A Week with Bill Buckley
By Review by Anil C. Dharker
Anil C. Dharker reviews William F. Buckley Jr.’s diary-memoir Cruising Speed, describing it as a week’s record in diary form written after Buckley’s brother won a Senate seat in 1970. Dharker portrays the Buckleys as an American equivalent of the Kennedys — wealthy, large, politically prominent — and finds the book entertaining but self-indulgent, noting Buckley’s evident lack of modesty and the parade of eccentric acquaintances (including trustees of a fund with links to the John Birch Society and figures who see communists everywhere). Dharker credits Buckley’s wit and intellectual honesty, but pushes back hard on the substance of one of Buckley’s stock speeches, which argues that safeguarding majority freedom sometimes requires suppressing a minority (implicitly including groups like the Yippies and Black Panthers) — a position Dharker calls self-refuting on liberal grounds, since it is precisely by liberal tolerance that Buckley himself is permitted to hold and voice such views.
- Cruising Speed is a diary-format memoir written shortly after Buckley’s brother won a U.S. Senate seat in 1970.
- Dharker compares the Buckley family’s wealth, prominence and size to the Kennedys.
- The review highlights eccentric figures around Buckley, including trustees of a fund linked to the John Birch Society.
- Buckley’s speech on the ‘usefulness of repression’ argues majority freedom sometimes requires suppressing minorities like the Yippies and Black Panthers.
- Dharker calls this position ironic, since it is liberal tolerance that permits Buckley’s own minority views to be expressed.
Mira
By Geeta Doctor
Geeta Doctor reviews Alyque Padamsee’s stage production of Gurcharan Das’s play Mira, describing it as a ‘visual enactment’ in which four actors narrate and project rather than conventionally act out the story of the Rajput princess-saint Mirabai, set against three large screens showing Rajput miniature-style imagery. The review praises the production’s integration of sight, sound, and stylised, heightened language, and highlights Das’s own framing of the play as a ‘20th century look at the phenomenon of sainthood,’ with Mira’s arc from shy bride to figure who vanishes in blinding light also embodying a conflict between the bloodthirsty goddess Kali and the joyful, child-like Krishna to whom Mira ultimately turns. Doctor judges some plot elements (such as a cup of poison becoming nectar) more dramatic than convincing, but calls the overall production a triumph of Padamsee’s directorial vision that leaves the audience feeling they have briefly shared ‘the ecstasy of Mirabai.’
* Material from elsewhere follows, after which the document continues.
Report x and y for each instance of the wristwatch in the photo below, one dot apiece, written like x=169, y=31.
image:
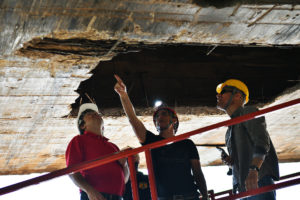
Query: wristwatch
x=253, y=167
- The production, directed by Alyque Padamsee from Gurcharan Das’s play, uses four actors who narrate/project rather than act out Mira’s story in the conventional sense.
- Three large screens display Rajput-miniature-style imagery and shadow projections as part of the staging.
- Das describes the play as a ‘20th century look at the phenomenon of sainthood.’
- The narrative stages a symbolic conflict between the goddess Kali (whom Mira’s husband compels her to propitiate) and the child-like Krishna to whom Mira is devoted.
- Doctor finds some plot turns (e.g., poison turning to nectar) dramatically effective but not fully convincing, while praising the production overall as a directorial triumph.